Bayer hat seine Prognose für die Nettofinanzverschuldung 2026 spürbar nach unten korrigiert. Statt bisher 32 bis 33 Milliarden Euro rechnet der Konzern nun mit 29 bis 30 Milliarden Euro zum Jahresende. Die Verbesserung geht wesentlich auf die Vereinbarung mit Apollo Global Management zurück, die dem Unternehmen frisches Eigenkapital in Höhe von 3,0 Milliarden Euro bringt.
Apollo-Deal als Hebel für die Bilanz
Bayer hatte im Juli mit dem Finanzinvestor eine Minderheitsbeteiligung an einer neuen Gesellschaft für reversible Langzeit-Verhütungsmittel vereinbart. Der Konzern behält dabei die Mehrheit und die operative Kontrolle über das Geschäft, der Abschluss der Transaktion ist für das dritte Quartal 2026 geplant. Die daraus fließenden Mittel entlasten die Bilanz zusätzlich zu operativen Verbesserungen im laufenden Geschäft.

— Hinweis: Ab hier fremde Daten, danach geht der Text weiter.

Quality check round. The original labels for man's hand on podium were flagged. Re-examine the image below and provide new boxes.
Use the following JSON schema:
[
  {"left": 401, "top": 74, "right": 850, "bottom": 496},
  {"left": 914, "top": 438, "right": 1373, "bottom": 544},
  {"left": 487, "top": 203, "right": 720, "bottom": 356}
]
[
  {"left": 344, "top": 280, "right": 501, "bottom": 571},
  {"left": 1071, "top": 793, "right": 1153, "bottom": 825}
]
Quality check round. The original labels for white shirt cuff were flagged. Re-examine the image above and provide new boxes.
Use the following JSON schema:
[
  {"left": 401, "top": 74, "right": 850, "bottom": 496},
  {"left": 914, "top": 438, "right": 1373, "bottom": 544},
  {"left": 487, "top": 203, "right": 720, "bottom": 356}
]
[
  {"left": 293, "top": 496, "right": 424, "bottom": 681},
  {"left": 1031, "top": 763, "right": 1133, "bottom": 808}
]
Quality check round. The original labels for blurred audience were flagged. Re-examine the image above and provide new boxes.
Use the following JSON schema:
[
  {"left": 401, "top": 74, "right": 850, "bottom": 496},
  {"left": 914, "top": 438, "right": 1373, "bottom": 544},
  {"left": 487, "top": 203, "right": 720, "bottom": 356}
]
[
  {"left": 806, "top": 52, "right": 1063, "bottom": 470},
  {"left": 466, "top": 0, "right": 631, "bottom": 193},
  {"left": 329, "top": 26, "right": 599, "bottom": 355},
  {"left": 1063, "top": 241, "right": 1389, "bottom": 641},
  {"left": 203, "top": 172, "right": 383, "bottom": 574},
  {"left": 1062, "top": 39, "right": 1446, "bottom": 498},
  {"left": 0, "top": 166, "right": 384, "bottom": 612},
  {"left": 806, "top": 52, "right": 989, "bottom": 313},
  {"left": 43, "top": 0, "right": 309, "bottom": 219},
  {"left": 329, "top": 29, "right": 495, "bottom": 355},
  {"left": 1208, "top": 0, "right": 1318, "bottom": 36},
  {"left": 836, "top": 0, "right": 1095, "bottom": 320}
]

Für Anleger ist die Entwicklung deshalb relevant, weil die hohe Verschuldung seit Jahren als eines der zentralen Risiken für die Bayer-Aktie gilt. Eine strukturelle Entlastung der Bilanz schafft finanziellen Spielraum, etwa für die Bewältigung der noch laufenden Rechtsrisiken rund um Glyphosat, ohne dass der Konzern zusätzliches Fremdkapital aufnehmen muss.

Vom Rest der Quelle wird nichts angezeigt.